In my little world however, my plan is to keep from losing my pieces, capture a piece or two from the opponent, and eventually promote a pawn and checkmate the enemy king unless luck smiles on me and I am able to do it quicker. There are all kinds of little tactical plans incorporated in that scheme but that is the overall plan on the way to the doing the chicken dance to the fridge after a win.

Is that why I'm so low rated? Please explain the details of a good example of a chess plan from a solid level (1700 and above).


 I havent looked so i have no idea of your chess strength.  But if youre still thinking in terms of pawn promotion, and checkmating the King im assuming youre a beginner.  Read up on Silmans idea of chess imbalances, its a very good start.

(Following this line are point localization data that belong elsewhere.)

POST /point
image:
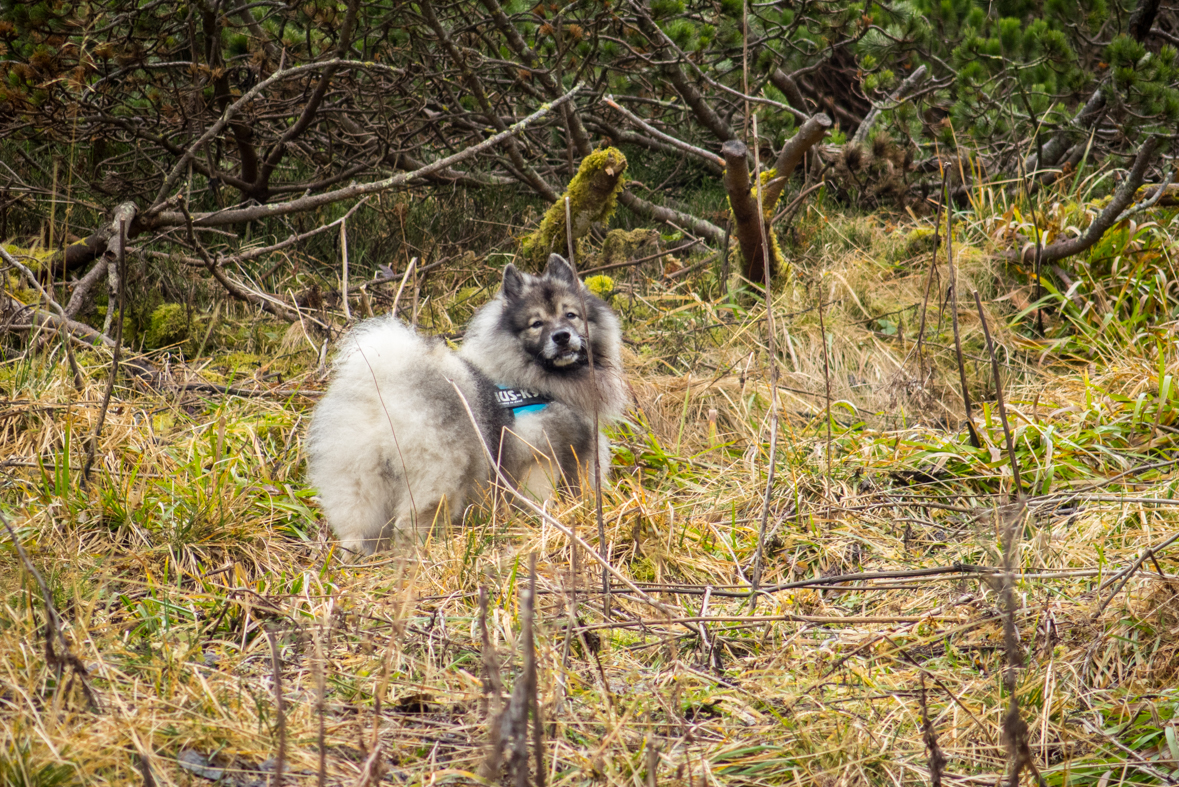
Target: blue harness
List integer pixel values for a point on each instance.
(520, 399)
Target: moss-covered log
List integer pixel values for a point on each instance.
(743, 198)
(593, 194)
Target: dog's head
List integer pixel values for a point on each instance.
(551, 316)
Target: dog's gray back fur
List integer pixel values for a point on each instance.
(392, 448)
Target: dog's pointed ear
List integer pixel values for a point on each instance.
(560, 270)
(513, 283)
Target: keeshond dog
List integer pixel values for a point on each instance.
(392, 447)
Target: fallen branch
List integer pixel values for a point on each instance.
(1102, 223)
(311, 202)
(711, 158)
(669, 216)
(910, 84)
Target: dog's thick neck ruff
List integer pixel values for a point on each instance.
(520, 399)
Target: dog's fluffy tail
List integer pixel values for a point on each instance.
(390, 447)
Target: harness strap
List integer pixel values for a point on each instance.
(521, 399)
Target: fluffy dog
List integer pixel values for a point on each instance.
(392, 447)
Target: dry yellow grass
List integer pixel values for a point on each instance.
(197, 542)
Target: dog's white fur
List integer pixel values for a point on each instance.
(393, 449)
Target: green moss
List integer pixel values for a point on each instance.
(593, 196)
(169, 325)
(601, 286)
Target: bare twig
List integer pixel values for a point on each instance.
(120, 265)
(999, 397)
(1106, 219)
(61, 312)
(957, 338)
(66, 657)
(929, 282)
(712, 158)
(910, 84)
(597, 407)
(310, 202)
(771, 351)
(280, 709)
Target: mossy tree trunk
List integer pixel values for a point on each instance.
(593, 196)
(743, 199)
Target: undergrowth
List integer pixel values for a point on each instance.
(196, 542)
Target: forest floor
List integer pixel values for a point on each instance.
(205, 632)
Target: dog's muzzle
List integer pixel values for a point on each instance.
(565, 348)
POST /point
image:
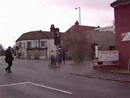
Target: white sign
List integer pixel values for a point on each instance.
(125, 36)
(108, 55)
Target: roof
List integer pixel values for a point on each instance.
(36, 35)
(119, 3)
(80, 28)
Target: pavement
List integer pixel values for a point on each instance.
(86, 69)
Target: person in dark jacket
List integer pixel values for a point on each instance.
(8, 59)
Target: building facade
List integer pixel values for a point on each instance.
(105, 39)
(122, 26)
(35, 45)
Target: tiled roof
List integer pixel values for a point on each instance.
(119, 3)
(36, 35)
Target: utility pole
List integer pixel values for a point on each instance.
(79, 14)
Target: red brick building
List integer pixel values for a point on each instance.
(122, 25)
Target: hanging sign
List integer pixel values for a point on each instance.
(108, 55)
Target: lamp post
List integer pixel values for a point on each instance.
(79, 14)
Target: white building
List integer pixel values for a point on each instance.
(35, 45)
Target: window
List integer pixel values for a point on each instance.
(35, 44)
(28, 44)
(112, 47)
(43, 43)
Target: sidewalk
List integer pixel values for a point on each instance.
(86, 69)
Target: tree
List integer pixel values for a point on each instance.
(76, 43)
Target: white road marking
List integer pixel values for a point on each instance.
(14, 84)
(59, 90)
(43, 86)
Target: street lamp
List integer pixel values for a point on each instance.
(79, 15)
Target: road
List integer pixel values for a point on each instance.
(34, 79)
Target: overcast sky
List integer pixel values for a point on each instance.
(20, 16)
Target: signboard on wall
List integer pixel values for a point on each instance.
(125, 36)
(108, 55)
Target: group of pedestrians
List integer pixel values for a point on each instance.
(58, 58)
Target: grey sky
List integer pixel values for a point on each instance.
(20, 16)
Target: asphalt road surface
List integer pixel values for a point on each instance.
(34, 79)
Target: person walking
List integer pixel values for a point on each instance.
(58, 58)
(8, 59)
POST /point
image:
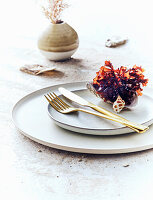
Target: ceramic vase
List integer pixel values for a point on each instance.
(58, 42)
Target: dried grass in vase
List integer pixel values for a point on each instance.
(53, 10)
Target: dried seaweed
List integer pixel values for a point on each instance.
(53, 10)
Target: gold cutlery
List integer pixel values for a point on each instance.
(83, 102)
(62, 107)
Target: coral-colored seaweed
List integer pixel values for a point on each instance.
(110, 82)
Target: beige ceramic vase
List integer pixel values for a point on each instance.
(58, 42)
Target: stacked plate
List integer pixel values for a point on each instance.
(81, 132)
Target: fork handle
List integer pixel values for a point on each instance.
(137, 129)
(101, 110)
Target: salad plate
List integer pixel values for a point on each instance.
(90, 124)
(30, 117)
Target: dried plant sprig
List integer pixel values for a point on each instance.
(53, 10)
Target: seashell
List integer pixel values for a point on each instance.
(36, 69)
(115, 41)
(90, 87)
(119, 104)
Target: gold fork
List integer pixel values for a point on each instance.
(62, 107)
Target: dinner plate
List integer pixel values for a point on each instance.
(31, 118)
(89, 124)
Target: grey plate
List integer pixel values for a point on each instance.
(31, 119)
(89, 124)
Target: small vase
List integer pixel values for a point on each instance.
(58, 42)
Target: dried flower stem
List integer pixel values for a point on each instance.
(53, 10)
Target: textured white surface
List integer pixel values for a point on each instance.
(27, 173)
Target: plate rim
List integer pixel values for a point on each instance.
(124, 128)
(53, 144)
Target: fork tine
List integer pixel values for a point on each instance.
(55, 102)
(60, 104)
(65, 104)
(51, 103)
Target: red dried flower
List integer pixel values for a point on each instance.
(110, 83)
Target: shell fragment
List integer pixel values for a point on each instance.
(36, 69)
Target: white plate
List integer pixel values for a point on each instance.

I am still thinking along those lines. I don't understand any other way to think. I've read Silmans The Complete Book of Chess Strategy but it seemed to teach that during the game you look for weaknesses and attack them until you get a piece ahead and then promote a pawn and win the endgame etc.

I don't understand his explaination of imbalances and why they would benefit me. They change all the time. I guess I didn't get it. I don't understand.

Isn't the whole idea of the game to get their pieces out of the way in such a way that you have more pieces to force a pawn promotion back to a queen to win? Quick checkmates mean that one player blundered terribly. We can't count on that can we?


 Read Silman's book The Amateurs Mind.  It will explain alot of what youre not understanding.


I just found this article. Do you agree with it?

http://www.angelfire.com/journal2/chess/planning.html

baddogno

I know with all the free instruction available on the web that people are loathe to pay for it, but Silman is all over ChessMentor.  He has over a dozen courses with close to a thousand individual lessons including a 300 lesson monster on "the roots of positional understanding".  Why not bump your membersjip up to diamond, even if it is just for a trial month, and see if it is for you.  I personally find it much easier to learn from than books.

OsageBluestem
baddogno wrote:

I know with all the free instruction available on the web that people are loathe to pay for it, but Silman is all over ChessMentor.  He has over a dozen courses with close to a thousand individual lessons including a 300 lesson monster on "the roots of positional understanding".  Why not bump your membersjip up to diamond, even if it is just for a trial month, and see if it is for you.  I personally find it much easier to learn from than books.


I might. I find online instruction much easier than books as well. Plus books are expensive. It's around $20.00 for a Silman book.